To that she made no answer, but leaned forward so that he could see nothing but her hunched shoulder. “Stop here, please,” she commanded. Her tone was abrupt. Hang it all, he thought, he wasn’t her chauffeur.
He brought the car to a standstill before the first white-washed cottage of Cwmnant. Beyond it straggled the rest of the village, like a disordered flock of sheep along a winding lane. An amusing sort of hamlet, Dick considered it, but think of living clean out of the world like this! He’d have to get away pretty often.
When Cousin Gwen was in the road beside the car, she stooped and seemed to be re-tying her shoe-lace. She took a long time about it. What was the trouble? And, catching a glimpse of her face, he thought that the features were contracted, as if by a twinge of pain.
“Are you all right?” he enquired, peering at her.

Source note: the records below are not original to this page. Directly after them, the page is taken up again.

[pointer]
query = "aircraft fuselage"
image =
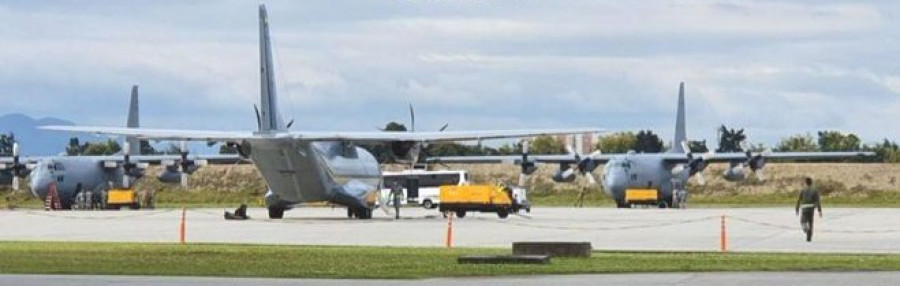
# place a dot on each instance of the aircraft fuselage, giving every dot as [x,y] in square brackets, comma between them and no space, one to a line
[303,171]
[640,171]
[67,172]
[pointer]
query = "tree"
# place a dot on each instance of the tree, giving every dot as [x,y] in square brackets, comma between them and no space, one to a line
[394,126]
[619,142]
[730,140]
[108,148]
[230,149]
[831,141]
[147,149]
[648,142]
[698,146]
[75,148]
[886,151]
[797,143]
[547,145]
[6,143]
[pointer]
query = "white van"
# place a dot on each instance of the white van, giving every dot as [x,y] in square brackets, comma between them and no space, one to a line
[422,187]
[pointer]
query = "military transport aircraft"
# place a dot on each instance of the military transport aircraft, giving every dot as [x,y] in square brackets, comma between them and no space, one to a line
[308,166]
[97,173]
[666,172]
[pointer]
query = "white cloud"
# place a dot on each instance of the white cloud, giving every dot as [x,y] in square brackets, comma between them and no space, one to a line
[778,67]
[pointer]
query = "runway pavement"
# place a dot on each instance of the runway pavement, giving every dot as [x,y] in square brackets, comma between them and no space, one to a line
[869,230]
[699,279]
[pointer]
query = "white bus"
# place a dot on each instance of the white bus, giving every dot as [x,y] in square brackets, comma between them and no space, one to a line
[422,187]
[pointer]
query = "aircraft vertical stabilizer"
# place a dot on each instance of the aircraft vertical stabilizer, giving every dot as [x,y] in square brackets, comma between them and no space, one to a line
[680,129]
[270,120]
[134,121]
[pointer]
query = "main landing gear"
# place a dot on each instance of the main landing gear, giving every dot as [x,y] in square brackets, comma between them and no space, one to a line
[360,213]
[276,213]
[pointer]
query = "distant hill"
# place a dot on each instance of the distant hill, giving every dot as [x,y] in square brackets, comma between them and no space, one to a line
[35,141]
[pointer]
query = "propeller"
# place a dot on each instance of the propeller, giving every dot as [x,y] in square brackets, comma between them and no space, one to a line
[528,166]
[185,165]
[18,169]
[695,165]
[413,149]
[584,165]
[756,162]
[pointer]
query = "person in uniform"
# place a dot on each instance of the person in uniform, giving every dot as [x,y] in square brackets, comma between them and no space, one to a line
[396,195]
[807,203]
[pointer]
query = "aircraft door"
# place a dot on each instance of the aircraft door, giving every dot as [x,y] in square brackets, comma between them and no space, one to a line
[412,188]
[58,172]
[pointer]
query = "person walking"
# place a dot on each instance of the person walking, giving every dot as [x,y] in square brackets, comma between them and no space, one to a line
[809,201]
[396,195]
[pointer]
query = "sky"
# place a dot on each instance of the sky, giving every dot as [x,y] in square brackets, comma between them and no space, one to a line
[776,68]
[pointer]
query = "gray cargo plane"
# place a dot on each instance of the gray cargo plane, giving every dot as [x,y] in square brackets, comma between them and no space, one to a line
[98,173]
[308,166]
[666,172]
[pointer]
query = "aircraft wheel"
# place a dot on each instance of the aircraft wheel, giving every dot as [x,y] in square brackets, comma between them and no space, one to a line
[663,204]
[276,213]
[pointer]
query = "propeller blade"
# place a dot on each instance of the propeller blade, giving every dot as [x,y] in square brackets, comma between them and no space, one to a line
[685,146]
[678,169]
[258,120]
[382,203]
[183,179]
[591,179]
[412,119]
[522,179]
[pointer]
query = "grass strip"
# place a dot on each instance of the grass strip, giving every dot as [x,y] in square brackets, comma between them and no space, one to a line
[240,260]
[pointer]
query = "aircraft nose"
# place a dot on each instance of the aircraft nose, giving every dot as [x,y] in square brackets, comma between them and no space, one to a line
[39,184]
[615,183]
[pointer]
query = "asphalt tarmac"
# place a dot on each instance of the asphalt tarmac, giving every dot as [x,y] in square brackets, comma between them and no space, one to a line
[698,279]
[845,230]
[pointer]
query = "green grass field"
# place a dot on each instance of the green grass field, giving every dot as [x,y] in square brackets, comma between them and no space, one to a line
[383,262]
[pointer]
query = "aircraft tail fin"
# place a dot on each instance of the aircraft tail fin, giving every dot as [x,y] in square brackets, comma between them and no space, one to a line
[680,128]
[270,119]
[134,120]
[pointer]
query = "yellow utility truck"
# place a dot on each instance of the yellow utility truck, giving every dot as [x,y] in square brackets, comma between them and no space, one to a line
[117,198]
[483,198]
[641,196]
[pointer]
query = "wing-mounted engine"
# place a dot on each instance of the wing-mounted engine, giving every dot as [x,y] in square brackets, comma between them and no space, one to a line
[735,172]
[695,164]
[131,171]
[181,169]
[584,165]
[755,162]
[17,168]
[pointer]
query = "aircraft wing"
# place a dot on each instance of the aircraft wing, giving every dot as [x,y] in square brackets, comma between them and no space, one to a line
[201,135]
[158,159]
[790,155]
[444,136]
[516,159]
[735,156]
[159,134]
[22,159]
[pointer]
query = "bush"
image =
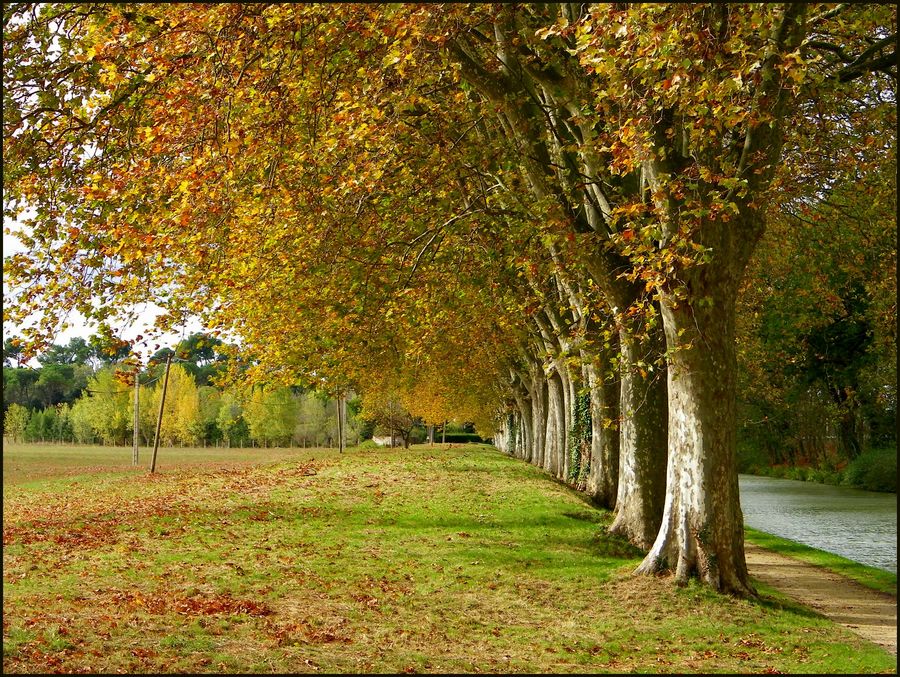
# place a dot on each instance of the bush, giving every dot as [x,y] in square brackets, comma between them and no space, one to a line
[873,470]
[457,438]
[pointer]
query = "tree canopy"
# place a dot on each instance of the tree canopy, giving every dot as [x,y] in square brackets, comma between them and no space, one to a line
[503,208]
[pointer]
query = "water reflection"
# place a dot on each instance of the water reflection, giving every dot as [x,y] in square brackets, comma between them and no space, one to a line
[858,525]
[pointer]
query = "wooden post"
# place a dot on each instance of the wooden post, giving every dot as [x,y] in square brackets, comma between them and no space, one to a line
[339,404]
[135,442]
[162,401]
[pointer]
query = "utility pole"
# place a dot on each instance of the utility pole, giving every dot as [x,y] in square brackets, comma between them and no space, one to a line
[340,412]
[137,390]
[162,401]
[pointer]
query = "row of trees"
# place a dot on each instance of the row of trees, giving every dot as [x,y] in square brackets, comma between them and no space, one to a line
[535,217]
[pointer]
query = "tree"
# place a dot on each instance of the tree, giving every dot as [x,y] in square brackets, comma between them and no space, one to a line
[594,178]
[229,416]
[106,408]
[271,415]
[384,409]
[15,421]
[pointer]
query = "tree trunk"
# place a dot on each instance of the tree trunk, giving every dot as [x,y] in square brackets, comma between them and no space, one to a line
[603,476]
[555,435]
[642,440]
[538,392]
[702,531]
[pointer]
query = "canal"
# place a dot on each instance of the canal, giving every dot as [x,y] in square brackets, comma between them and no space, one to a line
[859,525]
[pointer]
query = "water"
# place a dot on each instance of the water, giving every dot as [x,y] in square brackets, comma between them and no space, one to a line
[858,525]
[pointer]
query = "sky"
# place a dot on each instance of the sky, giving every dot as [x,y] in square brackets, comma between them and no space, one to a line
[79,327]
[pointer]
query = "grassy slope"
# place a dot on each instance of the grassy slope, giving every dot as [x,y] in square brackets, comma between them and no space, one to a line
[377,561]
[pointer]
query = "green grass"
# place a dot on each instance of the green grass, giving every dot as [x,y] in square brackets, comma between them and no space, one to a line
[871,577]
[420,560]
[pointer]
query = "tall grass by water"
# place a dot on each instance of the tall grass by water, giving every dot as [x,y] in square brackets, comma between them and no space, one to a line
[422,560]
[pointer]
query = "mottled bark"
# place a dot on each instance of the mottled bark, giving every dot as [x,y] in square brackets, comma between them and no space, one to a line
[702,527]
[643,443]
[603,475]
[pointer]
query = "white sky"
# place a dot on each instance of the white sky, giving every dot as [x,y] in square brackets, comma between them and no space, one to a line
[79,326]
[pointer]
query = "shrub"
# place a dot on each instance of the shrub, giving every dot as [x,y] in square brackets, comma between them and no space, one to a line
[456,438]
[873,470]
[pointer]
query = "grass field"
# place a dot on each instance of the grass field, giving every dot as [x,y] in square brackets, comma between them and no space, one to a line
[420,560]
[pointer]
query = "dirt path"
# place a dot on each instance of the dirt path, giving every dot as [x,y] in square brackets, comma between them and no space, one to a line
[870,614]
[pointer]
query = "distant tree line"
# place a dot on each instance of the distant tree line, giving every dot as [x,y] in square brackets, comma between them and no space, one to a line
[81,393]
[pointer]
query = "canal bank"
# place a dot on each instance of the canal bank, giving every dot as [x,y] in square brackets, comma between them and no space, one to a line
[870,614]
[859,525]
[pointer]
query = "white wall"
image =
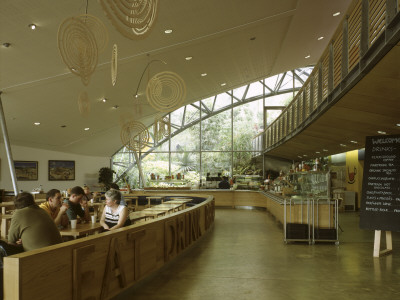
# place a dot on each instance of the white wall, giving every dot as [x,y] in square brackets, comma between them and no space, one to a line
[86,168]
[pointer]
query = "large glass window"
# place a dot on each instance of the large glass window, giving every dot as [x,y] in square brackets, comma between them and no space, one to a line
[216,132]
[219,134]
[247,123]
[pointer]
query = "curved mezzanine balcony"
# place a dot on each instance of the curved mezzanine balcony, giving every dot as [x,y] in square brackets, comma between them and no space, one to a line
[353,91]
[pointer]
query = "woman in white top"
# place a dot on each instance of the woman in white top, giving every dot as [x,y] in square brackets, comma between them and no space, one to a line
[114,214]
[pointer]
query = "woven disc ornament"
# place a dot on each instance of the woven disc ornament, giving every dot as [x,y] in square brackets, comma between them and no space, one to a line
[162,128]
[134,136]
[166,91]
[98,29]
[78,48]
[114,65]
[84,104]
[132,18]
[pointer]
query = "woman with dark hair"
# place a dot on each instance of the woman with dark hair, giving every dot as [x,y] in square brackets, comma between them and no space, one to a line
[30,227]
[114,214]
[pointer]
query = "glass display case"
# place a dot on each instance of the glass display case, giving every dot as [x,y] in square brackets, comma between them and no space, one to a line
[310,183]
[168,184]
[247,182]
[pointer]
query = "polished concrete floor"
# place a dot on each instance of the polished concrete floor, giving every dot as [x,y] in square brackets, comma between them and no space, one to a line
[244,257]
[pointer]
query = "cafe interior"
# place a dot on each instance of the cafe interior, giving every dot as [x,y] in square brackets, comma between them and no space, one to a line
[83,80]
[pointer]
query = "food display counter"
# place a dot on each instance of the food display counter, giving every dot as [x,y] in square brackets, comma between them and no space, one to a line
[319,215]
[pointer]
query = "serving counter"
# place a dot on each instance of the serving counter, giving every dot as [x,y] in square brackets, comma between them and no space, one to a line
[306,212]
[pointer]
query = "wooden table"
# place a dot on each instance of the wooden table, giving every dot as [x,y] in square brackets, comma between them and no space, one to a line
[170,206]
[82,229]
[139,215]
[154,212]
[130,199]
[5,225]
[97,207]
[155,198]
[182,201]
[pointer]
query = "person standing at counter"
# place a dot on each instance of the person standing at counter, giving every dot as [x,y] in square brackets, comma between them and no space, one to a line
[224,184]
[77,207]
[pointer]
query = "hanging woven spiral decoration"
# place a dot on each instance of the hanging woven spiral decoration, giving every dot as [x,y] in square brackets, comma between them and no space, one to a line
[166,91]
[162,128]
[78,48]
[134,136]
[98,29]
[84,104]
[114,65]
[132,18]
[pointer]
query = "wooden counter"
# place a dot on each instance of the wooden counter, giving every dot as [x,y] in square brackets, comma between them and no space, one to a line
[102,265]
[274,203]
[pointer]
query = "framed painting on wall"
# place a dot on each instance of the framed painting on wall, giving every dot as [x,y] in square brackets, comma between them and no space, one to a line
[26,170]
[61,170]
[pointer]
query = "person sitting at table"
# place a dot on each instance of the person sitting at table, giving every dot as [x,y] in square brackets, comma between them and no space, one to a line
[55,208]
[31,226]
[116,187]
[114,214]
[89,196]
[224,184]
[77,207]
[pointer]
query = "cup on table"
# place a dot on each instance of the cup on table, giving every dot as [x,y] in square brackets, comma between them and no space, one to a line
[73,224]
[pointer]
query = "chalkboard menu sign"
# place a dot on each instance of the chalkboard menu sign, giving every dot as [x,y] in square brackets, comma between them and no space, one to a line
[380,201]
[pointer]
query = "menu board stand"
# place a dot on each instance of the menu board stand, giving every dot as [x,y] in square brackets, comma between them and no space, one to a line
[380,200]
[377,244]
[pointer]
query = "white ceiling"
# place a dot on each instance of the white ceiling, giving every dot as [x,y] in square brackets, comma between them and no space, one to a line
[38,87]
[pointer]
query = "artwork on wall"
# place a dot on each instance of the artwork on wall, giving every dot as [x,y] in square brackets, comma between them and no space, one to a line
[61,170]
[26,170]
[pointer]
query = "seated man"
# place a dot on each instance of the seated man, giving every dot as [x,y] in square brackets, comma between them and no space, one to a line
[224,184]
[89,195]
[55,208]
[77,207]
[31,225]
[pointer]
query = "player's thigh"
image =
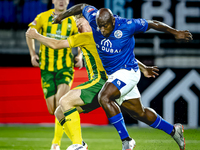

“Perfectly, thanks,” she answered, straightening herself. “My shoe-lace broke.” She was smiling at him again and talking pleasantly about his homeward drive, but he had an uncomfortable feeling that it cost her an effort. He ought not to have said, “You ought to have been a boy.” It seemed to have upset her. Perhaps she was touchy about not being more attractive. He stared at her feet. What serviceable brogues she wore! She had mended the lace neatly, though; he couldn’t see the knot.
“I’d better be getting along,” he said, his hand on the wheel.
“Thank you most awfully,” she answered. “It’s been such a pleasure to me to tell you just a few things about our people. I should like—if you’ll allow me—” Then she broke off, and staring at her shoe-lace again, added, “Oh, by the way, I looked up our engagement calendar again to make sure. Wednesday, not Tuesday, was the day fixed on for the others to lunch out.”
“Oh,” he said. “Then you won’t want me then?”
“But, of course. Just drop in whenever you like. It’s your house now. And even if it weren’t—Only, perhaps, Tuesday would be better. Can you manage it?”
“Rather. All days are the same to me,” Dick declared. And he repeated with complacence, “I’m my own master now.”
“You’re lucky,” she told him. When she became animated, she had remarkably fine eyes. Not that he had ever cared much for any woman’s eyes unless they were blue. As he drove back past his new domain, he wondered why blue eyes should—but she did not remain in his thought. What interested him was his own future, with which she wasn’t concerned.
Dickie, my boy, he said, your luck’s just beginning, and he thought how glad his mother would have been. She would have been rather a fish out of water at Plâs Einon. Still, he would have been glad to have her there—or in the dower house at any rate.